Scipion, général romain, vainqueur de Zama, réclamait Sophonisba comme trophée. Il voyait en elle une ennemie de Rome, une dangereuse politicienne, capable de rallumer les cendres de Carthage. Massinissa, humilié, n’eut d’autre choix que de feindre l’obéissance.
Mais il savait que jamais Sophonisba ne survivrait à l'humiliation d’un défilé triomphal à Rome, enchaînée comme une bête. Alors, dans le secret de la nuit, il lui fit porter une fiole. Le silence fut leur dernier échange. Au matin, elle était morte. Le roi numide pleura. Non pas comme un souverain, mais comme un homme à qui on venait d’arracher son monde. Il jura ce jour-là, sur la tombe encore tiède de Sophonisba, de ne jamais plus plier le genou. Et dans ses veines, le feu d’une dynastie allait naître.
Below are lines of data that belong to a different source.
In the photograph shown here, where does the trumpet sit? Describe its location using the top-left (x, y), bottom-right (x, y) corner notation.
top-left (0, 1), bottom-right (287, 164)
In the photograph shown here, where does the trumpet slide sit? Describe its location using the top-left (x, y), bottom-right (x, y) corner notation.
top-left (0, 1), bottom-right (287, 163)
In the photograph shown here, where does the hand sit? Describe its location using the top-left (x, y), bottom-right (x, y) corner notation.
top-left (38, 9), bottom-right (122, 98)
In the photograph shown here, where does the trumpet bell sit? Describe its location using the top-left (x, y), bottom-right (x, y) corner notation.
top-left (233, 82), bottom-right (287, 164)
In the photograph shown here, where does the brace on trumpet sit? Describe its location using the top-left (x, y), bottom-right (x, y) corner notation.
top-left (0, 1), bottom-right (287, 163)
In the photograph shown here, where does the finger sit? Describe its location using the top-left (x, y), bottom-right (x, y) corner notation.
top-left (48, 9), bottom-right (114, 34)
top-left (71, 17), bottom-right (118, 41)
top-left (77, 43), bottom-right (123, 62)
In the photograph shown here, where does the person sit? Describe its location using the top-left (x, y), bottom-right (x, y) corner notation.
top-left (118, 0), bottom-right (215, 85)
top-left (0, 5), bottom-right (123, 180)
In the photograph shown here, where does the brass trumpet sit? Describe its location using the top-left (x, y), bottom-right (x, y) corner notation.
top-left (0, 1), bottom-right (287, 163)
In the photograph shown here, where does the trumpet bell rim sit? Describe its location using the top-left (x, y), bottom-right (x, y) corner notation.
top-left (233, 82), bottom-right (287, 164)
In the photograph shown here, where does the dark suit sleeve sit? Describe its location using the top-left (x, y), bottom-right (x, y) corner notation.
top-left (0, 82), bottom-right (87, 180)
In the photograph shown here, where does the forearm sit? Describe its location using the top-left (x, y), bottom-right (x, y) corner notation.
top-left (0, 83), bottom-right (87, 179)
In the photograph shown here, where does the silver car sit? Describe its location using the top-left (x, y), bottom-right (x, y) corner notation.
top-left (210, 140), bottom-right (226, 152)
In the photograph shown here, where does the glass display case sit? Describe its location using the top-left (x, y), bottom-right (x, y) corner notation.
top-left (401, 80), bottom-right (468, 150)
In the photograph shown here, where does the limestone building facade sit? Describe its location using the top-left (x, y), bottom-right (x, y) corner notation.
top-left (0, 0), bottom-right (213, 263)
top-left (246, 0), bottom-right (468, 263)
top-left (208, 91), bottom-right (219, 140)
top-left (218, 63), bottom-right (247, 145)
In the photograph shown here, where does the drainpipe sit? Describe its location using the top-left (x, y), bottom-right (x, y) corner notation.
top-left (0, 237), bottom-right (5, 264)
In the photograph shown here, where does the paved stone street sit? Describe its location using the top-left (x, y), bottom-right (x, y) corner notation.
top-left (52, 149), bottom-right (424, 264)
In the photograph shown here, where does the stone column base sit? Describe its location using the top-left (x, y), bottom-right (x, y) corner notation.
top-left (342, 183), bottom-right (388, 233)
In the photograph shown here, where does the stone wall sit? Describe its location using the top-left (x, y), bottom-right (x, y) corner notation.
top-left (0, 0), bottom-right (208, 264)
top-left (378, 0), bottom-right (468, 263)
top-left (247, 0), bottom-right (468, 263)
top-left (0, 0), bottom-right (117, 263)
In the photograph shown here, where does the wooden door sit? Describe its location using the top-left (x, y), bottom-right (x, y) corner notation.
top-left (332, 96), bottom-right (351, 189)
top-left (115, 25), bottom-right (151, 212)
Massinissa avait uni ce que l'on croyait inséparable — les tribus libres, fières et sauvages des montagnes, des oasis et des hauts plateaux. Il avait bâti une nation : la Numidie, libre, puissante, et respectée. À sa mort, il laissa à son fils Micipsa un royaume consolidé, une capitale florissante et une bibliothèque – trésor plus précieux encore que les butins de guerre. Dans ses murs, les manuscrits grecs, latins et puniques se côtoyaient. Micipsa croyait au savoir. Il croyait qu’un peuple éclairé ne pouvait jamais redevenir esclave.
Ses deux fils légitimes, Adherbal et Hiempsal, étaient éduqués à la romaine. Ils parlaient le latin avec élégance, admiraient Cicéron, et croyaient à la paix par les traités. Mais dans l’ombre des cours royales, une autre figure grandissait : Jugurtha, le neveu bâtard, élevé comme un fils, mais fait de sable et de feu. Jugurtha, le lion.
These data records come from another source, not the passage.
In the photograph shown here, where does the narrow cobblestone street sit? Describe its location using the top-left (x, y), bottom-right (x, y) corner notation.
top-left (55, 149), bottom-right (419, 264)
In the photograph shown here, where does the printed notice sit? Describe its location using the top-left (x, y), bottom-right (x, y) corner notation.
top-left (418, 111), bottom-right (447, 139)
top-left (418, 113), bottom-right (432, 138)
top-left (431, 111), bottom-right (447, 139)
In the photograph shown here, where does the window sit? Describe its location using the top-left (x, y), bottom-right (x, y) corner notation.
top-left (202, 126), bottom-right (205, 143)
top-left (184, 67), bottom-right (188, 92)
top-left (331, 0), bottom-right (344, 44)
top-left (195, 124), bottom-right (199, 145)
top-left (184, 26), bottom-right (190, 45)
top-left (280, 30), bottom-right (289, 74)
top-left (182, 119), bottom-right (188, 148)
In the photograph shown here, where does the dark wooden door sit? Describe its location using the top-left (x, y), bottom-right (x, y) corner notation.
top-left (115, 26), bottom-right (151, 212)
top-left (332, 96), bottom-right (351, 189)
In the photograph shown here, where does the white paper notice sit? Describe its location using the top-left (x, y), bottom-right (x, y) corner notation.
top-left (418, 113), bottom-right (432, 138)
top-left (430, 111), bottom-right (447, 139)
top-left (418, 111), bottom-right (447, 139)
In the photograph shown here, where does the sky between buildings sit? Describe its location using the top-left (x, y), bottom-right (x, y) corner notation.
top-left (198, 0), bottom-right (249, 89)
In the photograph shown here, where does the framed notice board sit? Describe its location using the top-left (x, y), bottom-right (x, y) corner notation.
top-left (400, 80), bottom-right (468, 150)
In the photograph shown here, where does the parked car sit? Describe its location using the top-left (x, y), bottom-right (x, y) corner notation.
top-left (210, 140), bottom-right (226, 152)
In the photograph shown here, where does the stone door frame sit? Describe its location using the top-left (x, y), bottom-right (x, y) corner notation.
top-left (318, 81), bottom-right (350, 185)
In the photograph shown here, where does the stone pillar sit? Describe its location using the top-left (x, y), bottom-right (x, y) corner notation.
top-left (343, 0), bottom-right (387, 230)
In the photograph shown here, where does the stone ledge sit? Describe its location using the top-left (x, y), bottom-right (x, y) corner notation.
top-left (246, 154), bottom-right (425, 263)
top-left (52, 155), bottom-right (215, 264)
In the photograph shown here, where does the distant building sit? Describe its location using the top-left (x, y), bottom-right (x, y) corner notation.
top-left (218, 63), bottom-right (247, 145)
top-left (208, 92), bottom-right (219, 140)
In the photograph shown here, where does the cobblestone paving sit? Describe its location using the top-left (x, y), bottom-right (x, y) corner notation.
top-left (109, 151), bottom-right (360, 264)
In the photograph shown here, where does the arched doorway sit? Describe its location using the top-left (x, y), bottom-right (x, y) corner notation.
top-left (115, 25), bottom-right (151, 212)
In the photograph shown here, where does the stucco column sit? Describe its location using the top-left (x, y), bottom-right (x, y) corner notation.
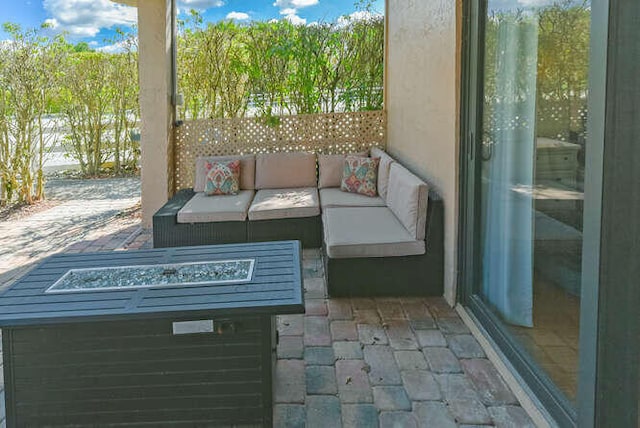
top-left (138, 0), bottom-right (174, 227)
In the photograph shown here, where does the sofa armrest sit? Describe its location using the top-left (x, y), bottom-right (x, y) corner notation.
top-left (153, 189), bottom-right (195, 218)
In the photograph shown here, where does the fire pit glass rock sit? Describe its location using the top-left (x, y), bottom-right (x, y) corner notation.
top-left (46, 259), bottom-right (255, 293)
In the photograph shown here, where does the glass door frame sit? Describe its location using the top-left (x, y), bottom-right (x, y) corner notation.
top-left (458, 0), bottom-right (640, 428)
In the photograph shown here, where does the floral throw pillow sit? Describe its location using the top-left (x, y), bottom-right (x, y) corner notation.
top-left (204, 159), bottom-right (240, 196)
top-left (340, 156), bottom-right (380, 196)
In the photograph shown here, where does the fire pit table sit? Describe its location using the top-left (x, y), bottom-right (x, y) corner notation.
top-left (0, 241), bottom-right (304, 427)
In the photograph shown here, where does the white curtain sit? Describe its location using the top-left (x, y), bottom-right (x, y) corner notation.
top-left (482, 16), bottom-right (538, 327)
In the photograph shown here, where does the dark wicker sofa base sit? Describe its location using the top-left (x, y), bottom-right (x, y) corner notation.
top-left (247, 215), bottom-right (322, 248)
top-left (153, 189), bottom-right (322, 248)
top-left (323, 193), bottom-right (444, 297)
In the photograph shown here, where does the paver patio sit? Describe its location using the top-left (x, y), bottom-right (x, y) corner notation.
top-left (0, 181), bottom-right (534, 428)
Il n'aimait ni Rome ni les bibliothèques. Il aimait la chasse, les joutes, les cavaliers hurlants à travers les steppes. Il méprisait les mots, les lettres et les lois. Il était la guerre dans un monde de diplomates.
Mais dans le tumulte de cette époque, une seule créature pouvait l’apaiser : la gazelle.
On ne connaissait pas son vrai nom. Certains disaient qu’elle venait du désert, fille d’un forgeron et d’une poétesse.
D’autres affirmaient qu’elle était une ancienne prêtresse punique, échappée des ruines de Carthage. Ce que l’on savait, c’est qu’elle avait un regard capable de faire plier les tempêtes, et une voix qui parlait aux fauves. Elle était fragile dans son corps, mais invincible dans son âme.
Il l’aimait. D’un amour douloureux, presque animal.
Elle seule osait l’affronter, le contredire, l’embrasser puis le gifler. Elle n’était pas soumise, elle était souveraine. Il l’appelait "ma gazelle", elle l’appelait "mon lion blessé".